The first range was built by Thomas Wentworth, Lord Raby, who was the grandson of Sir William Wentworth, younger brother of that first Earl of Strafford who suffered during the reign of Charles I, who to appease Parliament permitted him to be executed (1641) and the title attainted.

The estate of Wentworth Woodhouse, scarcely six miles distant, provided a constant bitter sting, for the Strafford fortune had passed from the great earl's childless son to his wife's nephew, named Watson; only the barony of Raby went to a blood-relation. M.J. Charlesworth surmises that it was a feeling that what by rights should have been his that motivated Wentworth's purchase of Stainborough Castle nearby and that his efforts to surpass the Watsons at Wentworth Woodhouse in splendour and taste motivated the man whom Jonathan Swift called "proud as Hell".
Strafford planted avenues of trees in great quantity in this open countryside, and the sham castle folly (built from 1726 and inscribed "Rebuilt in 1730", now more ruinous than it was at first) that he placed at the highest site, "like an endorsement from the past" and kept free of trees (illustration, left) missed by only a few years being the first sham castle in an English landscape garden.For its central court where the four original towers were named for his four children, the earl commissioned his portrait statue in 1730 from Michael Rysbrack, whom James Gibbs had been the first to employ when he came to England;the statue has been moved closer to the house.
Wentworth Castle was featured on the BBC TV show "Restoration" in 2003, when an attempt was made to restore the Grade 2 Listed Victorian Conservatory to its former glory.

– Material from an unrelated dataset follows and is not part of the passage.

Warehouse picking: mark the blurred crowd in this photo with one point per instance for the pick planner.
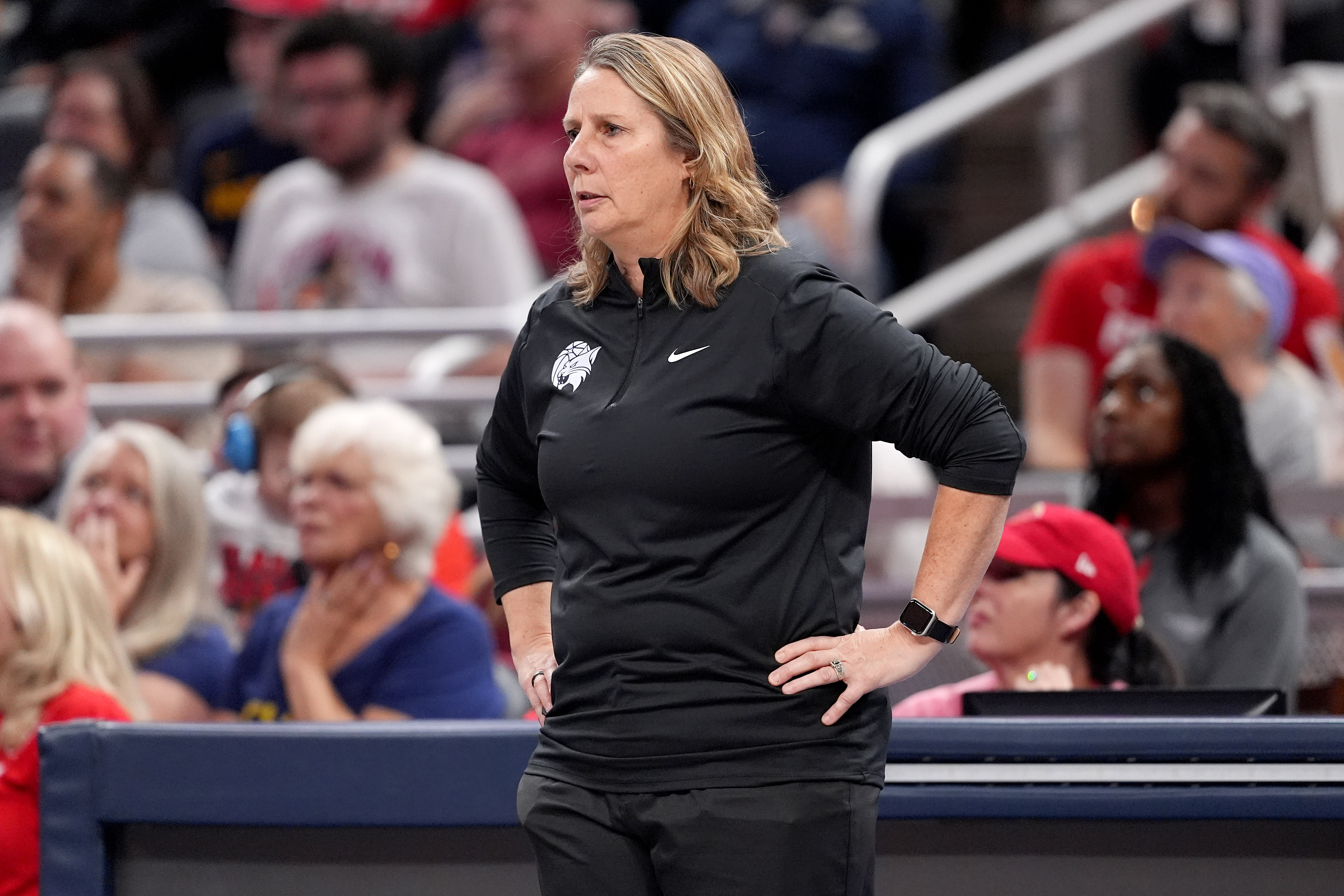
(304, 554)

Unfortunately, the Conservatory did not win in the viewers' response; subsequently, the Wentworth Castle Trust took the decision in 2005 to support the fragile structure further with a scaffold. Unfortunately, the building is now in a perilous condition, and without urgent funding the structure will be lost forever. The restoration of the Conservatory will cost in the region of £2.5m.

Wentworth Castle is the only Grade 1 Listed Gardens and Parkland in South Yorkshire; it contains twenty-six individually listed structures. It opened fully to visitors in 2007, following the completion of the first phase of restoration, which cost £15.2m.